Der Sachverständige behandelt alle ihm im Rahmen des Auftrags bekannt gewordenen Informationen vertraulich. Er ist berechtigt, diese Informationen an Dritte weiterzugeben, soweit dies zur Erstellung des Gutachtens oder zur Geltendmachung der abgetretenen Forderung erforderlich ist (z.B. Versicherer, Rechtsanwälte, Gerichte, Werkstätten).

§ 10 Laufzeit, Kündigung

(1) Der Vertrag kommt mit Unterzeichnung durch beide Parteien zustande und endet mit vollständiger Erfüllung der gegenseitigen Pflichten, insbesondere mit Fertigstellung und Übergabe des Gutachtens sowie vollständiger Begleichung der Vergütung.

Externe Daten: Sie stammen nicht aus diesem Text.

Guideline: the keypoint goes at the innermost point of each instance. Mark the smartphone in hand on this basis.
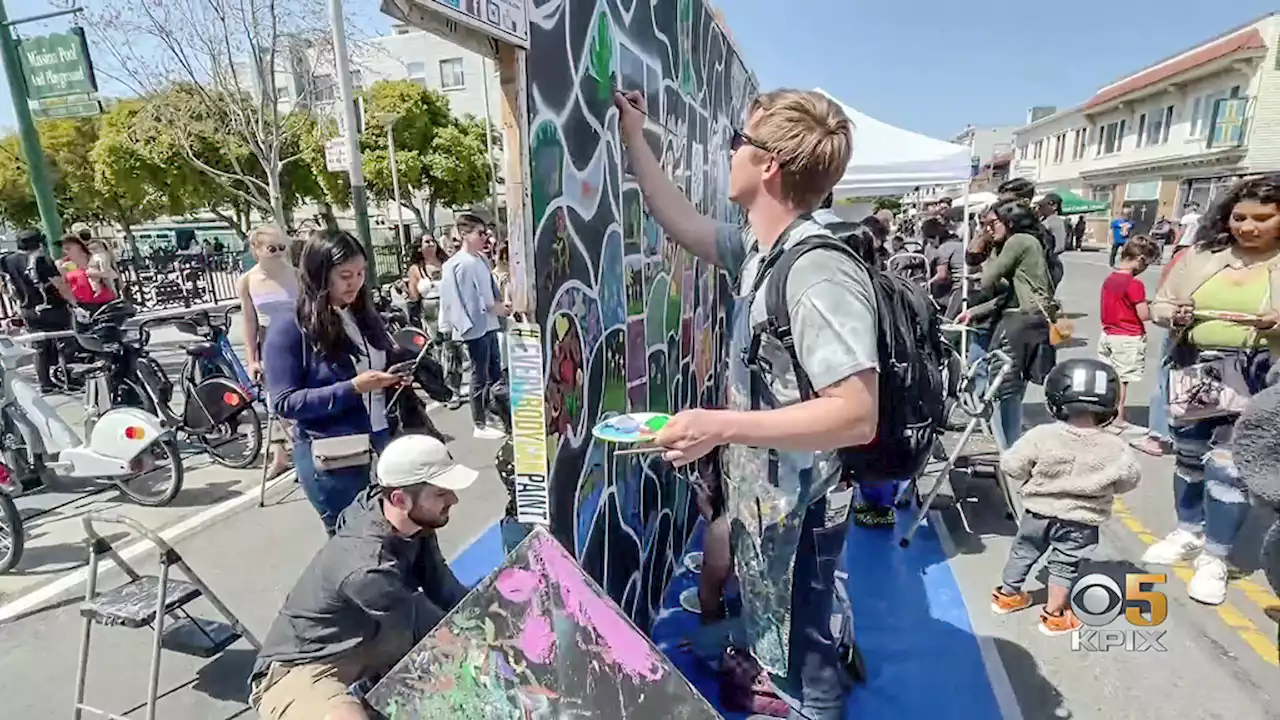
(403, 369)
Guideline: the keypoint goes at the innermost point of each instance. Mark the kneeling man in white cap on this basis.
(375, 588)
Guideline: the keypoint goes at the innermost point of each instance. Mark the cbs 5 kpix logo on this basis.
(1098, 602)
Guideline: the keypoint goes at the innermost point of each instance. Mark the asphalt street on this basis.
(1220, 661)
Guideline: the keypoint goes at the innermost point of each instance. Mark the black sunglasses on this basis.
(740, 139)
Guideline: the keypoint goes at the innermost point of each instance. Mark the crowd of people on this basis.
(772, 465)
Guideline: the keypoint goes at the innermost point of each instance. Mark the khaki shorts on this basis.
(311, 691)
(1127, 354)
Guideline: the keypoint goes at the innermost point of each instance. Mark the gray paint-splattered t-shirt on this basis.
(832, 308)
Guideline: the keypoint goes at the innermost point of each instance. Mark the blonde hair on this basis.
(810, 137)
(263, 233)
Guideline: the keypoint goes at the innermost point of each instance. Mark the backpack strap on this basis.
(772, 276)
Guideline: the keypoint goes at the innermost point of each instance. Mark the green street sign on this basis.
(68, 110)
(56, 64)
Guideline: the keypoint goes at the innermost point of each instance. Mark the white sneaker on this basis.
(1176, 546)
(489, 433)
(1208, 583)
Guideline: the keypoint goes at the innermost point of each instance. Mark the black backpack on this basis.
(912, 393)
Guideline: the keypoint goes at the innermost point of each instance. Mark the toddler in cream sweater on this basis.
(1068, 474)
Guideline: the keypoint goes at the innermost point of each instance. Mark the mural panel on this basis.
(631, 323)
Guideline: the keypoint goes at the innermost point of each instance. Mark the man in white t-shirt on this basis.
(1189, 224)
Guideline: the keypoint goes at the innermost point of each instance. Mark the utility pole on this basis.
(37, 169)
(488, 140)
(359, 197)
(389, 121)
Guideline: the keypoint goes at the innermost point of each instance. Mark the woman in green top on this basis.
(1015, 278)
(1233, 267)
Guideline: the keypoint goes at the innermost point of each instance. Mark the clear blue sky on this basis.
(931, 65)
(935, 65)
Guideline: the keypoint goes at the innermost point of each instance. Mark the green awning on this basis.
(1075, 205)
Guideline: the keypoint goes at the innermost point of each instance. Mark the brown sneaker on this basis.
(1004, 604)
(1061, 624)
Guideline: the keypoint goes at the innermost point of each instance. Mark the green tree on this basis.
(17, 200)
(132, 185)
(236, 74)
(417, 117)
(457, 167)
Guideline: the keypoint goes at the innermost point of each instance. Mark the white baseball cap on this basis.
(411, 460)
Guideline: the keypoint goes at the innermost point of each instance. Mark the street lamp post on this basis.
(488, 140)
(389, 121)
(37, 169)
(359, 196)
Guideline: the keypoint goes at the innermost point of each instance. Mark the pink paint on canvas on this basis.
(519, 586)
(536, 639)
(621, 642)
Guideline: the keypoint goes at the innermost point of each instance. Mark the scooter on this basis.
(39, 447)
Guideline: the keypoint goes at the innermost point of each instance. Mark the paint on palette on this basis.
(529, 423)
(536, 638)
(630, 323)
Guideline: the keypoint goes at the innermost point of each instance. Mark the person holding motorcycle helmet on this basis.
(1068, 474)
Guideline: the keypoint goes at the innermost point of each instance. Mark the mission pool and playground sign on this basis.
(59, 74)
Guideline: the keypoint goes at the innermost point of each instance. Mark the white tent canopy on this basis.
(890, 160)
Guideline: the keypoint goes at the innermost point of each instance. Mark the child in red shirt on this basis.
(1123, 343)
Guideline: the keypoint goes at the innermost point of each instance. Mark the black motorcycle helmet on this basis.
(1083, 384)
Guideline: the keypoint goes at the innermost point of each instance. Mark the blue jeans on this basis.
(485, 370)
(1006, 420)
(332, 491)
(1157, 410)
(818, 679)
(1208, 495)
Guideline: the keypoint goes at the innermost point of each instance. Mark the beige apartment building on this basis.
(1182, 130)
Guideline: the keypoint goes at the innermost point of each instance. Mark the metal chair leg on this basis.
(266, 459)
(158, 638)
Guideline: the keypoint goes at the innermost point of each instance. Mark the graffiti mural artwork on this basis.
(630, 322)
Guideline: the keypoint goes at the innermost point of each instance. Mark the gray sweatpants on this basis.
(1061, 542)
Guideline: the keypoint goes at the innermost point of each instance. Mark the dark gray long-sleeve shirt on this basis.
(366, 577)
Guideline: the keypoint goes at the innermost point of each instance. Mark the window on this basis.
(1059, 149)
(417, 73)
(451, 73)
(1157, 126)
(1111, 137)
(325, 89)
(1202, 109)
(1105, 194)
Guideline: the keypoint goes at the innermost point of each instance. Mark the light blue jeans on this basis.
(1006, 420)
(1208, 495)
(1157, 409)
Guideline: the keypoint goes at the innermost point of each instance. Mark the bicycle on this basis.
(224, 361)
(215, 409)
(120, 447)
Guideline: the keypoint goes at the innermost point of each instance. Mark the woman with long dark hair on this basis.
(1221, 302)
(1019, 308)
(327, 372)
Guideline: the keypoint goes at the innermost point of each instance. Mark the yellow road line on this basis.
(1261, 642)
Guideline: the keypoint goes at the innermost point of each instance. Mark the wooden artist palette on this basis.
(1224, 315)
(631, 427)
(536, 638)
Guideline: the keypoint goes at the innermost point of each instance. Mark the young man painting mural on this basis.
(781, 461)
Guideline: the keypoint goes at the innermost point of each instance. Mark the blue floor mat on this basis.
(912, 624)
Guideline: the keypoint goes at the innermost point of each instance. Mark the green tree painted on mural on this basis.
(602, 57)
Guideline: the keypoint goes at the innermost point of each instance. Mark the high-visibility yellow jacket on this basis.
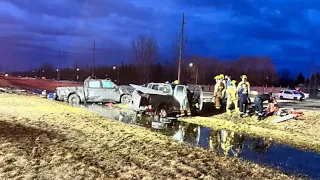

(2) Eine ordentliche Kündigung nach Auftragserteilung ist ausgeschlossen, soweit der Sachverständige die Gutachtenerstellung bereits begonnen hat. Das Recht zur außerordentlichen Kündigung aus wichtigem Grund bleibt unberührt.

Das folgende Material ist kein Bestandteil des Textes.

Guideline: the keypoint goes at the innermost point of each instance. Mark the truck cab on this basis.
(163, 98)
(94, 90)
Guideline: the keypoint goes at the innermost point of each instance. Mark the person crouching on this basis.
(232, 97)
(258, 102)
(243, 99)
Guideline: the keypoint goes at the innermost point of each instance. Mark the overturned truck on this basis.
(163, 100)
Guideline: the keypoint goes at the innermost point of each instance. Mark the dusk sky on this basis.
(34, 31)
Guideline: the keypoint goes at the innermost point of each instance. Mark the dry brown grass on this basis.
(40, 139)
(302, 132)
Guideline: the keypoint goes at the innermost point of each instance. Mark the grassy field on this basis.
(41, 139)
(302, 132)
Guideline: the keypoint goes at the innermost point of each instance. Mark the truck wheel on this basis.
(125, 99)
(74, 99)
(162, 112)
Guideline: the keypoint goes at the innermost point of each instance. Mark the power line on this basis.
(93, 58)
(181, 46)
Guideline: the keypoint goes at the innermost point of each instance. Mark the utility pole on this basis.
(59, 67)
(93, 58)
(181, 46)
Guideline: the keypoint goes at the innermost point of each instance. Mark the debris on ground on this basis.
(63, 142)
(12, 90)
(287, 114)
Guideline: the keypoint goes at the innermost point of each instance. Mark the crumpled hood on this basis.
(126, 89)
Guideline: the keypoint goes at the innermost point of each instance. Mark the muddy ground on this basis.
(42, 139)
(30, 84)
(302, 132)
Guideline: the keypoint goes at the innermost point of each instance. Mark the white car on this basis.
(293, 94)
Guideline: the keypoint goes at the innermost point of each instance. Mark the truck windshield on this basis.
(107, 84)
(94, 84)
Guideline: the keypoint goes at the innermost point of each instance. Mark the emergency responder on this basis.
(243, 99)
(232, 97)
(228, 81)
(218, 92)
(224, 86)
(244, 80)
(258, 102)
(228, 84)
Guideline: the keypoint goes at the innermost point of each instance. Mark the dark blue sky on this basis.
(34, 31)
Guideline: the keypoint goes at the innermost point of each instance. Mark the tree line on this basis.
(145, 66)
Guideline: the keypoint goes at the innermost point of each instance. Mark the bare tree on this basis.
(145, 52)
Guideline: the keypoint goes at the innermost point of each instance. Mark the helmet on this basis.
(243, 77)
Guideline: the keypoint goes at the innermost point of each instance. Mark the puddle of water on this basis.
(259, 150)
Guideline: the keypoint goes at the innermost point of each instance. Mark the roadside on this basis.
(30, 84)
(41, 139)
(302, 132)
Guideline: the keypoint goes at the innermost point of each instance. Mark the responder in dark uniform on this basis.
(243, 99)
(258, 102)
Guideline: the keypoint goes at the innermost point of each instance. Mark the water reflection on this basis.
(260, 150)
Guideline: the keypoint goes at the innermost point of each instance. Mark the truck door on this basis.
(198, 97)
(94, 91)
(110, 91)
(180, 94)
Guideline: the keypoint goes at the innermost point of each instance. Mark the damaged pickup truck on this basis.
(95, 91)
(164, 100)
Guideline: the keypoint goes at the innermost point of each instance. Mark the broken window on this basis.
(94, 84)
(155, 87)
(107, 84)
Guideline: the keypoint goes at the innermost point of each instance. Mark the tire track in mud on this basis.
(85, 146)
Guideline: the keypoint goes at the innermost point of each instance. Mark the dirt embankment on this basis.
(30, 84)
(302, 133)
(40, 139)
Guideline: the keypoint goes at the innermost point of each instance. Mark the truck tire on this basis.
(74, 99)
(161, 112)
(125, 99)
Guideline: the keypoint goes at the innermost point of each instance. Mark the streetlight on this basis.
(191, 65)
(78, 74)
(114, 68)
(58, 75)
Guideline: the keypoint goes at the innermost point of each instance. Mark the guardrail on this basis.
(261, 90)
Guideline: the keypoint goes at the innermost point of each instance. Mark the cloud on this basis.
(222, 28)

(3) Kündigt der Auftraggeber aus einem von ihm zu vertretenden wichtigen Grund, ist der Sachverständige berechtigt, die bis zur Kündigung erbrachten Leistungen nach Zeit- und Aufwand, mindestens jedoch die bis dahin angefallenen Nebenkosten sowie ein angemessener Anteil des Grundhonorars, abzurechnen. Dem Auftraggeber bleibt der Nachweis vorbehalten, dass dem Sachverständigen kein oder ein wesentlich geringerer Schaden entstanden ist.

§ 11 Schlussbestimmungen

(1) Änderungen und Ergänzungen dieses Vertrages einschließlich dieser Bestimmung bedürfen zu ihrer Wirksamkeit der Schriftform. Mündliche Nebenabreden bestehen nicht.

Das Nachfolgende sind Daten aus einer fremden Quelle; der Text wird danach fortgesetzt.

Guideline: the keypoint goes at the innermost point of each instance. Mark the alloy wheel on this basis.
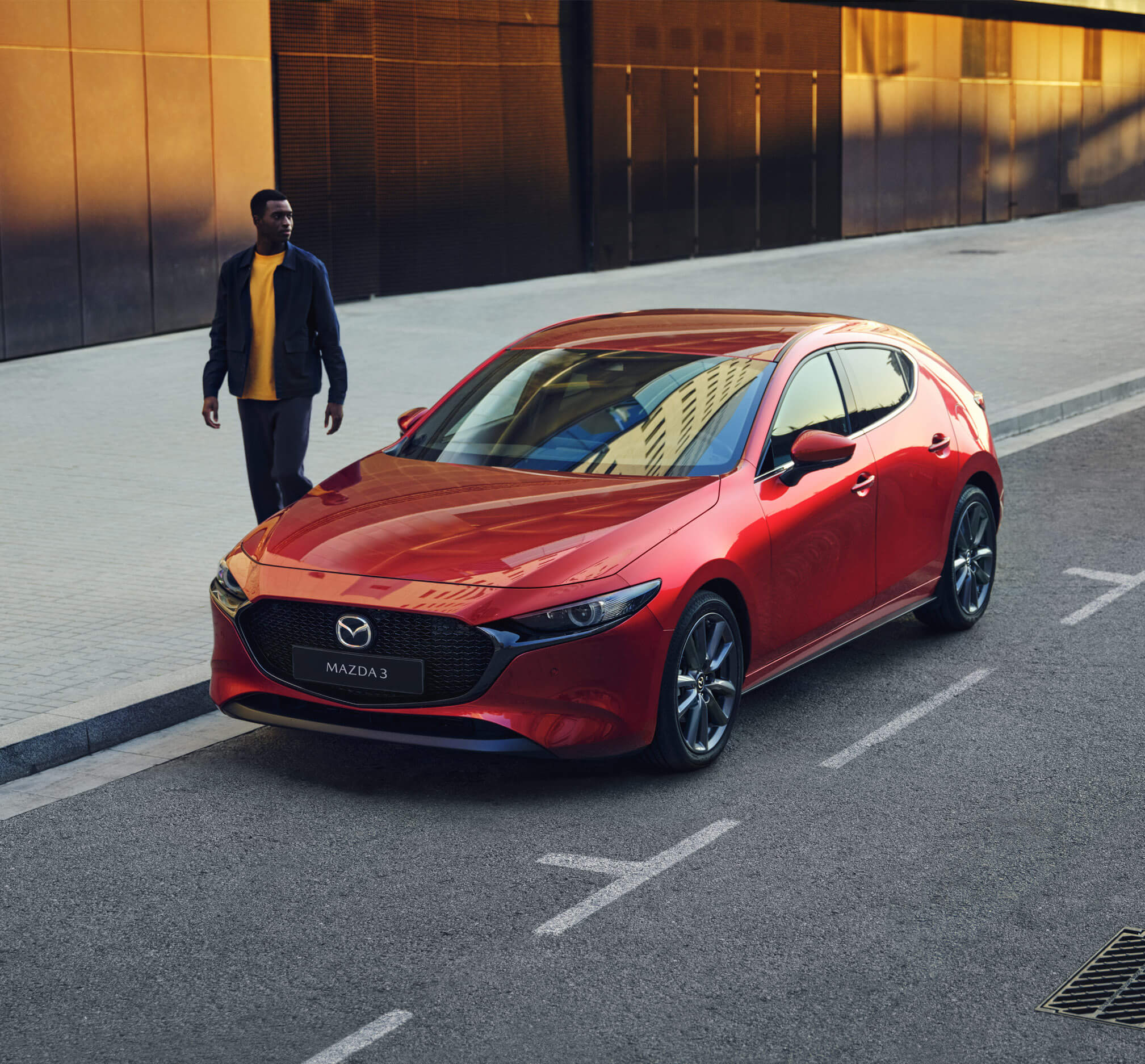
(708, 675)
(972, 568)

(2) Sollte eine Bestimmung dieses Vertrages ganz oder teilweise unwirksam oder undurchführbar sein oder werden, bleibt die Wirksamkeit der übrigen Bestimmungen unberührt. Anstelle der unwirksamen oder undurchführbaren Bestimmung gilt diejenige wirksame Regelung als vereinbart, die dem wirtschaftlichen Zweck der unwirksamen Bestimmung am nächsten kommt. Entsprechendes gilt für etwaige Regelungslücken.
(3) Es gilt das Recht der Bundesrepublik Deutschland.
(4) Ist der Auftraggeber Kaufmann, juristische Person des öffentlichen Rechts oder öffentlich-rechtliches Sondervermögen, ist ausschließlicher Gerichtsstand für alle Streitigkeiten aus und im Zusammenhang mit diesem Vertrag der Sitz des Sachverständigen. Ist der Auftraggeber Verbraucher, gelten die gesetzlichen Gerichtsstände.